To address these gaps, this paper builds on explosion stress wave propagation theory and Heelan’s short-cylinder solution [9], incorporating the axial pressure generated by the instantaneous detonation of short cylindrical cavities (Figure 1) and the effects of rock mass damage. Based on the phase delay effect and stress wave propagation intervals, a porous superposition method is used to derive an analytical solution for the stress in the surrounding rock of adjacent tunnels under blasting. Theoretical formulas are employed to calculate stress magnitude and propagation patterns of radial particles in adjacent tunnels. These results are then validated through field stress measurements and numerical simulations. The findings provide a theoretical basis for calculating dynamic stress in surrounding rock, understanding the propagation of internal cracks and fissures, and improving surrounding rock reinforcement and blast control.

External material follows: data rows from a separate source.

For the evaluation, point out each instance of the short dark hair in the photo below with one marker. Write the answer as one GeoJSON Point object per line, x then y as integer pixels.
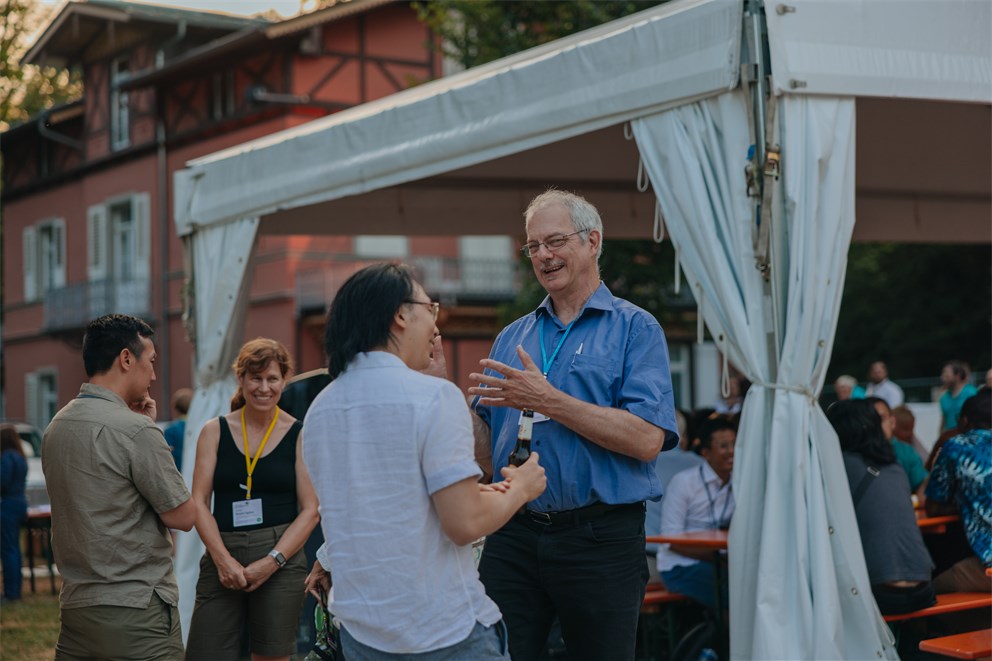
{"type": "Point", "coordinates": [107, 336]}
{"type": "Point", "coordinates": [710, 427]}
{"type": "Point", "coordinates": [361, 315]}
{"type": "Point", "coordinates": [959, 368]}
{"type": "Point", "coordinates": [859, 428]}
{"type": "Point", "coordinates": [977, 410]}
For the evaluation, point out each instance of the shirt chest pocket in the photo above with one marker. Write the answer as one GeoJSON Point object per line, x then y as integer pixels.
{"type": "Point", "coordinates": [592, 378]}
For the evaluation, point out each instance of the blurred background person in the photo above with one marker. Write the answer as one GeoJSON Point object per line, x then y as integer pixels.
{"type": "Point", "coordinates": [846, 387]}
{"type": "Point", "coordinates": [249, 462]}
{"type": "Point", "coordinates": [898, 562]}
{"type": "Point", "coordinates": [906, 457]}
{"type": "Point", "coordinates": [699, 498]}
{"type": "Point", "coordinates": [955, 377]}
{"type": "Point", "coordinates": [905, 431]}
{"type": "Point", "coordinates": [961, 483]}
{"type": "Point", "coordinates": [175, 432]}
{"type": "Point", "coordinates": [880, 386]}
{"type": "Point", "coordinates": [13, 509]}
{"type": "Point", "coordinates": [669, 464]}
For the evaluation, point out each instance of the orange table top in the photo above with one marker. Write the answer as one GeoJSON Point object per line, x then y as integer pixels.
{"type": "Point", "coordinates": [971, 645]}
{"type": "Point", "coordinates": [703, 539]}
{"type": "Point", "coordinates": [935, 523]}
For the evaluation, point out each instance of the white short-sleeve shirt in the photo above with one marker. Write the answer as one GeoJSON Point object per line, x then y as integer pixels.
{"type": "Point", "coordinates": [378, 442]}
{"type": "Point", "coordinates": [695, 500]}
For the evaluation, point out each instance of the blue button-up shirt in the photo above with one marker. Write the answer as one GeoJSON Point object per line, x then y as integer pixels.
{"type": "Point", "coordinates": [614, 355]}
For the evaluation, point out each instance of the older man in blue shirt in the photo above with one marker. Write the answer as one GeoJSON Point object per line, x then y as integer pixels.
{"type": "Point", "coordinates": [604, 409]}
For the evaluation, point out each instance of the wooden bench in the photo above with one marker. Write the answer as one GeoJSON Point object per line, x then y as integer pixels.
{"type": "Point", "coordinates": [659, 595]}
{"type": "Point", "coordinates": [948, 603]}
{"type": "Point", "coordinates": [971, 645]}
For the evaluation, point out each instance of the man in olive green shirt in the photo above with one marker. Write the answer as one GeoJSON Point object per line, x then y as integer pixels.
{"type": "Point", "coordinates": [115, 491]}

2. Theoretical Derivation of Analytical Solutions for Blasting Stress Fields in Adjacent Tunnels

During tunnel face blasting, both surface waves (Rayleigh and Love) and body waves are generated and propagate through the surrounding rock mass. Body waves include P-waves and S-waves, with the latter divided into SV and SH components. P-waves travel faster than S-waves. The combined action of P-, SV-, and SH-waves induces three-dimensional dynamic stresses in the surrounding rock of adjacent tunnels: radial stress (${\sigma }_r$), axial stress (${\tau }_z$), and hoop stress (${\tau }_{\theta }$). The mechanical model for an adjacent tunnel’s surrounding rock under coupled wave actions is shown in Figure 2.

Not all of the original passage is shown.